Un gruppo di ricercatori dell’Università del Maine e del Bigelow Laboratory for Ocean Sciences ha dunque ideato un nuovo metodo per studiare questi “rilasci” prelevando i campioni di acqua e analizzando il DNA ambientale.
Il risultato dello studio verte su un nuovo metodo per gestire le popolazioni di molluschi selvatici, ma anche quelli in acquacoltura, e in generale mostra un nuovo approccio nel contesto del cosiddetto all’eDNA, denominato anche DNA ambientale, ossia il DNA che è raccolto non da organismi viventi ma dai campioni prelevati dagli ambienti in cui essi vivono.
A spiegare l’importanza di questa ricerca è Skylar Bayer, ricercatrice presso il Milford Laboratory del Northeast Fisheries Science Center e autrice principale: “Sapere quando e dove si generano gli organismi marini è importante per capire la loro crescita demografica e il loro ciclo di vita.

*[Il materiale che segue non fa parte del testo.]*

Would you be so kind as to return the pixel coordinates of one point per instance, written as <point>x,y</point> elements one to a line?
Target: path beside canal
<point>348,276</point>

Di solito, monitorare gli eventi di generazione negli invertebrati marini, comprese le capesante marine, può essere un compito difficile, quindi essere in grado di tracciare questi eventi campionando l’acqua di mare potrebbe essere enormemente utile per la gestione e le pratiche di conservazione delle specie marine”.
La stessa ricercatrice ammette che questo metodo potrà essere utilizzato in futuro anche per comprendere gli eventi di deposizione di altri animali marini come coralli e vongole, praticamente in tempo reale.
Lo studio è stato pubblicato su Marine Ecology Progress Series.
Approfondimenti
- Inter Research » MEPS » v621 » p127-141 (IA) (DOI: 10.3354/meps12991 )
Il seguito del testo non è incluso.